Aug 22 09 06:07 pm Link

Photographer

MFG Photography

Posts: 8

Leicester, Massachusetts, US

Thank you everyone for their input, it's greatly appreciated and I'll be busy trying techniques! This was the ORIGINAL post I had listed under this forum, before I relaized there was another forum directed towars this type of stuff, then I posted this topic there too.

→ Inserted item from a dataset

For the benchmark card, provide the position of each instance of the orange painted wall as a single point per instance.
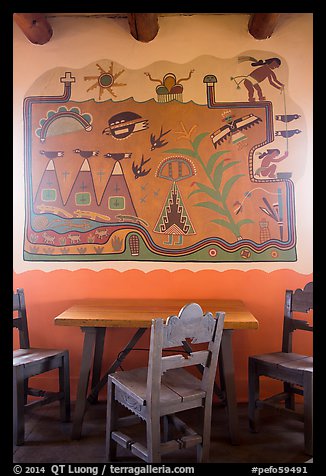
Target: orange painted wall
(50, 293)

So again, all those with constructive input, a thousand thanks!

-DG

Aug 22 09 06:41 pm Link

Photographer

Monito -- Alan

Posts: 16524

Halifax, Nova Scotia, Canada

Rebel Photo wrote:    after seeing a thumbnail of one of the images...it's a very weird effect....very un natural.  I still say, (from what I could see) it's some type of cream used by the subject.

Some makeup uses things like titanium dioxide which fluoresces at the UV frequencies put out by electronic flash, essentially capturing invisible UV and re-emitting it as visible light.  Always specify "photographic makeup".

Aug 22 09 06:42 pm Link

Photographer

Monito -- Alan

Posts: 16524

Halifax, Nova Scotia, Canada

Aug 22 09 06:45 pm Link

Photographer

Vamp Boudoir

Posts: 11446

Florence, South Carolina, US

Monito -- Alan wrote:

Some makeup uses things like titanium dioxide which fluoresces at the UV frequencies put out by electronic flash, essentially capturing invisible UV and re-emitting it as visible light.  Always specify "photographic makeup".

that's used in some acne creams if I'm not mistaken.